On-line NO2 monitoring on the campus of Shanxi University from Mar. 30, 2021 to Apr. 3, 2021 (blue). And the corresponding data available from a nearby station of the CNEMC (red).

The NO2 concentration was measured over the period of Mar. 30, 2021–Apr. 3, 2021. The results were compared with the NO2 concentration data published by China National Environmental Monitoring Center (CNEMC) [53] and the excellent consistency verifies the accuracy and validity of the NO2 sensor system. Since the CNEMC employs a chemiluminescence detection system, suffering from a limited data updating rate of 1 data point/hour, which implies all data during every hour was averaged, some details of the concentration variations may be lost. Furthermore, the distance between two sensor systems is 7 km. The local meteorological conditions, such as wind, and traffic conditions were different, which can cause the small inconsistence of the measured results. For example, concentration peaks occurred at 16:00 on Mar. 30, 2021 and 17:14 on Apr. 2, 2021 shown in Fig. 10 (a), but the counterparts were not observed in Fig. 10 (b).

Conclusions

In conventional photodetector-based laser gas sensing, there is no way to employ a high-power laser source to improve the detection sensitivity of a sensor, due to the fact that the upper limit of the excitation optical power is usually subject to the saturation power of the photodetector. Nevertheless, in photoacoustic spectroscopy, sound waves rather than light waves are detected. The dynamic range of a sound transducer for sound detecting can be up to 130 dB and especially a QTF in QEPAS can ensure a linear response over four orders of magnitude.
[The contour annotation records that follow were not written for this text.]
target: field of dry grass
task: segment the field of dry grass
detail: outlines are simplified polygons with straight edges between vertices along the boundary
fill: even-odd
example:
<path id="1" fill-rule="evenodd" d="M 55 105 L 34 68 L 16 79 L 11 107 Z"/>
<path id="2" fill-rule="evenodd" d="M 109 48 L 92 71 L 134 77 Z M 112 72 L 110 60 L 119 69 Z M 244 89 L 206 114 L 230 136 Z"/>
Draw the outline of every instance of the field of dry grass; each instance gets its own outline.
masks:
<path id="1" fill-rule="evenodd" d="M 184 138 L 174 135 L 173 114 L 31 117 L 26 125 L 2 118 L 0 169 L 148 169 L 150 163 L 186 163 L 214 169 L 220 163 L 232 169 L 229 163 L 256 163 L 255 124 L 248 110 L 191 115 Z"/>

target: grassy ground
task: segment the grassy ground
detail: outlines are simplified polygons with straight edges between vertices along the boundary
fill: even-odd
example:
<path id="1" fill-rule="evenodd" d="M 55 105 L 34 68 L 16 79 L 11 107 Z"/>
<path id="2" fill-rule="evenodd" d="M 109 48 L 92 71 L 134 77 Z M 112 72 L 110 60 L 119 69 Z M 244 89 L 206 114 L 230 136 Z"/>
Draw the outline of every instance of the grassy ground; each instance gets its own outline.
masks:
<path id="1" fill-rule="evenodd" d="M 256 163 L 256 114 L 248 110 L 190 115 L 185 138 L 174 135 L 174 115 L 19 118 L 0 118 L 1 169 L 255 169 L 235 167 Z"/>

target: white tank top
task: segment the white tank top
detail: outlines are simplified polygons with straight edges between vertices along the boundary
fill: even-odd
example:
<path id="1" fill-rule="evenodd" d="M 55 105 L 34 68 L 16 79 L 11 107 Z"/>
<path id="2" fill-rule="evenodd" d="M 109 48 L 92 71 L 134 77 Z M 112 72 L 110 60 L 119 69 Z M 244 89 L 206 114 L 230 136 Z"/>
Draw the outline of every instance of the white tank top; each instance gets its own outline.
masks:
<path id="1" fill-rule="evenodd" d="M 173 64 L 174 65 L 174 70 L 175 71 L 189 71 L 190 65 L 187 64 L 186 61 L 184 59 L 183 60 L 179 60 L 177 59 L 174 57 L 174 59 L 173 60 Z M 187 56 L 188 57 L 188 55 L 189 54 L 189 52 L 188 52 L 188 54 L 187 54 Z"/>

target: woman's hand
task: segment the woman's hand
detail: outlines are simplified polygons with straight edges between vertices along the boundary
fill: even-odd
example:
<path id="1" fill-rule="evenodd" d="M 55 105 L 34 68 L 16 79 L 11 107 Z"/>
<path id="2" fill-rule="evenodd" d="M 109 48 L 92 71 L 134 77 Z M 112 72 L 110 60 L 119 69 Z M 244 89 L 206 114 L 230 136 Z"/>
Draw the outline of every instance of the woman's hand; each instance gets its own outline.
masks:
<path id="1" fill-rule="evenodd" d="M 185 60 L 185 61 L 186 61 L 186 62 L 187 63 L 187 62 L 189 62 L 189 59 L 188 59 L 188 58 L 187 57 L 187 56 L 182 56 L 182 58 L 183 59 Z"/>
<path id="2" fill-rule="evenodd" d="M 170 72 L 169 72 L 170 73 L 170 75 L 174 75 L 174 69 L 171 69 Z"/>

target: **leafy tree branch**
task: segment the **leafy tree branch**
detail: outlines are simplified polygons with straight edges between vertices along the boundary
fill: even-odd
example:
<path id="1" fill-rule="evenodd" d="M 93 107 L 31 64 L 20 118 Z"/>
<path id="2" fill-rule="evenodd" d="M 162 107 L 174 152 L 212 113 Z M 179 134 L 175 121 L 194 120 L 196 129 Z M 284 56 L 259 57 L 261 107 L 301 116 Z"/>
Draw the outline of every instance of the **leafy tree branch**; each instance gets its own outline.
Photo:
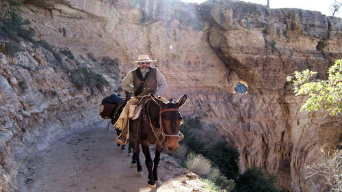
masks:
<path id="1" fill-rule="evenodd" d="M 293 76 L 288 76 L 291 81 L 296 96 L 308 96 L 302 106 L 301 111 L 310 112 L 323 108 L 337 115 L 342 109 L 342 59 L 337 60 L 328 70 L 328 80 L 312 80 L 317 72 L 308 69 L 302 72 L 295 71 Z"/>

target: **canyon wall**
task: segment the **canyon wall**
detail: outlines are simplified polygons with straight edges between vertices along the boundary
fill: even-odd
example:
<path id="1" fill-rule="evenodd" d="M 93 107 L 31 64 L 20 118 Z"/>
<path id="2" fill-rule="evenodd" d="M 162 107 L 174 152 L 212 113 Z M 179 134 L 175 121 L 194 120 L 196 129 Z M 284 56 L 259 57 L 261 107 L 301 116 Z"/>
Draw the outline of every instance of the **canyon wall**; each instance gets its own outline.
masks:
<path id="1" fill-rule="evenodd" d="M 326 188 L 304 179 L 303 166 L 321 157 L 319 146 L 337 144 L 341 118 L 300 112 L 305 98 L 285 78 L 306 68 L 326 76 L 342 57 L 341 18 L 219 0 L 25 0 L 18 9 L 40 42 L 22 41 L 10 54 L 10 40 L 0 42 L 0 189 L 16 189 L 18 167 L 37 146 L 101 121 L 101 99 L 122 92 L 141 54 L 157 59 L 168 84 L 163 96 L 186 94 L 182 114 L 200 116 L 208 140 L 239 149 L 241 172 L 261 167 L 291 191 Z M 77 87 L 70 73 L 85 68 L 109 83 Z M 239 82 L 246 94 L 235 93 Z"/>

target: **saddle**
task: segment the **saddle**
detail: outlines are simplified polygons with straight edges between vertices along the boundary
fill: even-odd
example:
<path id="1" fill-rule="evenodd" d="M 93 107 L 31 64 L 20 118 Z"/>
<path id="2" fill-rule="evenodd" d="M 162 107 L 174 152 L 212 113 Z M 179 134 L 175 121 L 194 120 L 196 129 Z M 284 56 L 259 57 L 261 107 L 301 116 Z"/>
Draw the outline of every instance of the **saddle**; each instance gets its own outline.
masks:
<path id="1" fill-rule="evenodd" d="M 134 110 L 134 113 L 133 113 L 133 115 L 131 118 L 132 120 L 137 120 L 139 118 L 139 115 L 140 115 L 140 113 L 142 112 L 142 109 L 144 107 L 144 106 L 146 105 L 147 103 L 151 100 L 151 98 L 150 96 L 144 96 L 143 97 L 139 102 L 137 104 L 137 107 Z"/>

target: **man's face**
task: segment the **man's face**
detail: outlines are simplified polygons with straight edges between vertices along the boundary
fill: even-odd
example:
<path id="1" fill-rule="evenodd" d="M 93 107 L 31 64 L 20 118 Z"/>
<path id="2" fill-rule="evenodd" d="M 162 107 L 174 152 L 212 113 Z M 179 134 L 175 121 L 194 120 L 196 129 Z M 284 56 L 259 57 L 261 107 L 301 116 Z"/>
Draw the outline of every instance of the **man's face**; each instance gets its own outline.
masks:
<path id="1" fill-rule="evenodd" d="M 140 67 L 140 70 L 145 71 L 147 70 L 148 66 L 150 66 L 150 62 L 139 63 L 139 66 Z"/>

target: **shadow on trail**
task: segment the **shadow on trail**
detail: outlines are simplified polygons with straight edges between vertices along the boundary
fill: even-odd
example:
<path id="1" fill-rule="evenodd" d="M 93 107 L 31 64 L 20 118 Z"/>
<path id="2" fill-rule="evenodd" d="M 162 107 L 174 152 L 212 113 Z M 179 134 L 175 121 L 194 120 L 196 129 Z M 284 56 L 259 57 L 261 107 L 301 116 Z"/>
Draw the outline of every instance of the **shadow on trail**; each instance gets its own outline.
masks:
<path id="1" fill-rule="evenodd" d="M 189 172 L 164 153 L 159 165 L 163 184 L 149 188 L 145 158 L 140 155 L 144 174 L 138 176 L 127 150 L 122 152 L 116 146 L 116 131 L 104 127 L 72 131 L 29 156 L 19 168 L 19 191 L 192 191 L 186 188 Z"/>

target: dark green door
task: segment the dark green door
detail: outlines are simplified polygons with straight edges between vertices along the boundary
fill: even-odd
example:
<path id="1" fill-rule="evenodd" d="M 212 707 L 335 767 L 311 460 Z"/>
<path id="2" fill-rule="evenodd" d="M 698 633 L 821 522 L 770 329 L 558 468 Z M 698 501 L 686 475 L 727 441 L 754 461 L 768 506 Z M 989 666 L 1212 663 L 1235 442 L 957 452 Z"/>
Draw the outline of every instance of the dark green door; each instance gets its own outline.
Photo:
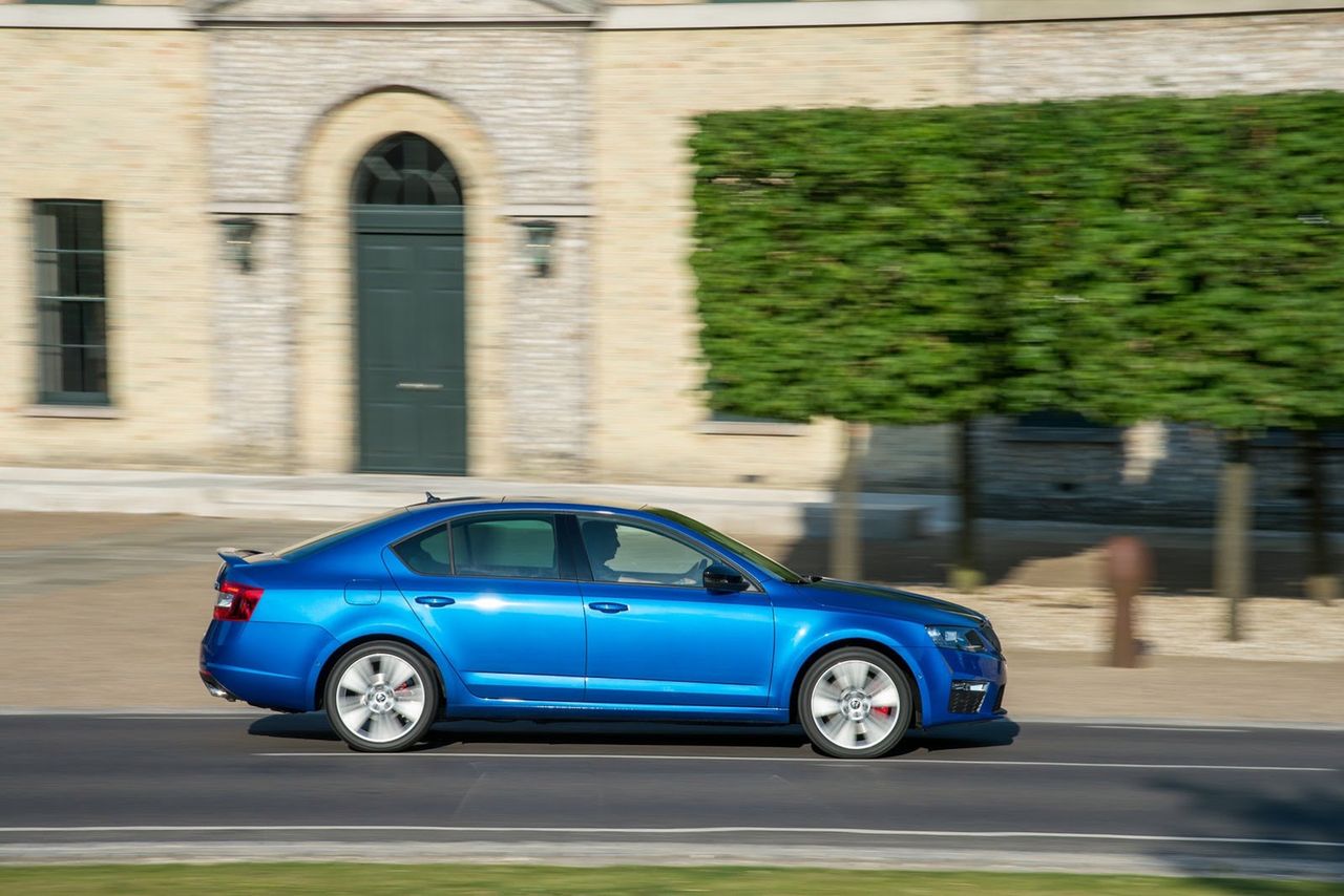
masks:
<path id="1" fill-rule="evenodd" d="M 360 469 L 466 473 L 462 208 L 355 208 Z"/>

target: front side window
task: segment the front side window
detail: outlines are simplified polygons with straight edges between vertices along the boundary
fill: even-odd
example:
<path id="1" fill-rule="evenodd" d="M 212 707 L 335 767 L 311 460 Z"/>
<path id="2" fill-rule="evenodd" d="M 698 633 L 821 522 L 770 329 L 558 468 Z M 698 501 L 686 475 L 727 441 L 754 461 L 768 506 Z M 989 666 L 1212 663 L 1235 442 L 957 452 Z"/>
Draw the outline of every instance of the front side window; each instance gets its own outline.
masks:
<path id="1" fill-rule="evenodd" d="M 563 578 L 551 516 L 462 520 L 453 524 L 452 540 L 457 575 Z"/>
<path id="2" fill-rule="evenodd" d="M 38 400 L 108 403 L 108 286 L 101 201 L 34 204 Z"/>
<path id="3" fill-rule="evenodd" d="M 606 517 L 579 517 L 589 567 L 597 582 L 702 587 L 716 559 L 677 539 Z"/>

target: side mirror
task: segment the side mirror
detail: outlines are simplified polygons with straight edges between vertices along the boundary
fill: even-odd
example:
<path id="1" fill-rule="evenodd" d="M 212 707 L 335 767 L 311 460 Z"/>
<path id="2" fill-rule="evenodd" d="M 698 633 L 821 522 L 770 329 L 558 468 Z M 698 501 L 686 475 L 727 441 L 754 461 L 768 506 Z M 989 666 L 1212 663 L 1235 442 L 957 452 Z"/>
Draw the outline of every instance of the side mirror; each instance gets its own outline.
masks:
<path id="1" fill-rule="evenodd" d="M 723 563 L 711 563 L 704 567 L 703 582 L 707 591 L 747 590 L 747 580 L 737 570 Z"/>

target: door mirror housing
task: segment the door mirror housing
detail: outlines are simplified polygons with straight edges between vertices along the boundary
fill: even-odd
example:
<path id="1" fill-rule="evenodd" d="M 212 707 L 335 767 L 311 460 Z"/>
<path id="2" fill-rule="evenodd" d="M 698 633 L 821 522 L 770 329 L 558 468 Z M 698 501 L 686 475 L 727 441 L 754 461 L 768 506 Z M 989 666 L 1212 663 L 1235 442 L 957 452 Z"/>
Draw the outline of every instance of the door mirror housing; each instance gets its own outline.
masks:
<path id="1" fill-rule="evenodd" d="M 707 566 L 702 580 L 707 591 L 734 592 L 746 591 L 750 587 L 747 580 L 742 578 L 742 574 L 726 563 L 711 563 Z"/>

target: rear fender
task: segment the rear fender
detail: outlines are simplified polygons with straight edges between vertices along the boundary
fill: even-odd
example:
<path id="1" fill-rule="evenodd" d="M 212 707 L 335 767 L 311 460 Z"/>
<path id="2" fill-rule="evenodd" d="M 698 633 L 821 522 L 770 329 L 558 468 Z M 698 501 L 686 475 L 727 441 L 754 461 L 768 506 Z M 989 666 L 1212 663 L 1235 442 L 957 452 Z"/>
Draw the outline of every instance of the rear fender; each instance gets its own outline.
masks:
<path id="1" fill-rule="evenodd" d="M 333 657 L 349 649 L 351 645 L 366 641 L 378 641 L 380 638 L 405 641 L 429 657 L 429 660 L 438 666 L 439 681 L 444 685 L 444 699 L 449 704 L 464 701 L 466 688 L 462 685 L 462 680 L 458 677 L 453 665 L 448 661 L 448 657 L 444 656 L 444 652 L 439 650 L 438 645 L 435 645 L 426 635 L 423 629 L 403 625 L 398 619 L 391 618 L 391 614 L 388 614 L 380 619 L 367 619 L 362 621 L 360 625 L 332 631 L 332 637 L 335 638 L 332 646 L 316 657 L 308 674 L 308 692 L 313 695 L 314 707 L 321 703 L 323 695 L 319 692 L 319 688 L 321 685 L 321 676 L 327 664 L 332 661 Z"/>

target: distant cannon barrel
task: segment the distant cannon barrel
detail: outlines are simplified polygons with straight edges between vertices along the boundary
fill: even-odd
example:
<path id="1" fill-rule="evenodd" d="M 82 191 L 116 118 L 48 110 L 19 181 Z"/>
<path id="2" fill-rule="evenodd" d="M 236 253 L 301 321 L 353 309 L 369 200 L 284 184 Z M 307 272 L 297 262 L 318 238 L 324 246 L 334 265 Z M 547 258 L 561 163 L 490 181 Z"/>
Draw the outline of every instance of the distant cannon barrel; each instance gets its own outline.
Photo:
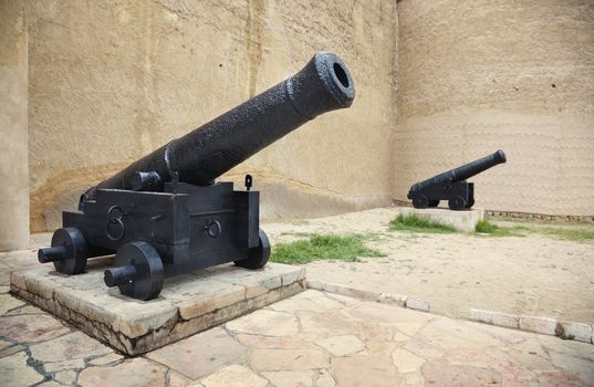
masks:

In this work, we demonstrated the realization of a compact QEPAS sensor for ppb-level ambient NO2 detection, exploiting the linearity between QEPAS singal and laser power. A minimum detectable concentration (1σ) of 7.3 ppb at the averaging time of 1 s and the stability time of 590 s were achieved with an excitation optical power of ~ 150 mW, which is very suitable for continuous ambient monitoring. Although there is a linear relationship between sensitivity and power in QEPAS, how much optical power can be used depends on the coupling quality of the QTF and the laser beam. A poor coupling quality will cause large background signal and noise level in the case of a high power excitation. Hence, when the QTF geometry and the beam quality are determined, there is an optimal excitation optical power maximizing the SNR. Thanks to the new QTF design and the custom LD module, the reported sensor exploits as much optical power as possible to improve the detection sensitivity without degrading stability time. Compared with MOCAM, the reported sensor provided a smaller size, a higher detection sensitivity and a longer stability time. The side-by-side comparison between the QEPAS-based NO2 sensors demonstrated so far is listed in Table 1. The results show that the reported sensor provides the best performance. Deployment of the sensor system in a vehicle operation test to assess its performance for ambient NO2 monitoring will be conducted in the future.

Table 1

Intercomparison of four kinds of NO2 QEPAS Sensor.

Detection technique	Power (mW)	QTF gap (µm)	Stability time (s)	Detection sensitivity (ppb)	Long term on-line monitoring	Refs.
BB-OB-QEPAS	7	300	20	18	No	[27]
E-MOCAM	156	300	1	1.3	No	[38]
SL-MOCAM	4.8	300	360	60	No	[39]
This paper	153	800	590	7.3	Yes	–

Declaration of Competing Interest

The authors declare that there are no conflicts of interest.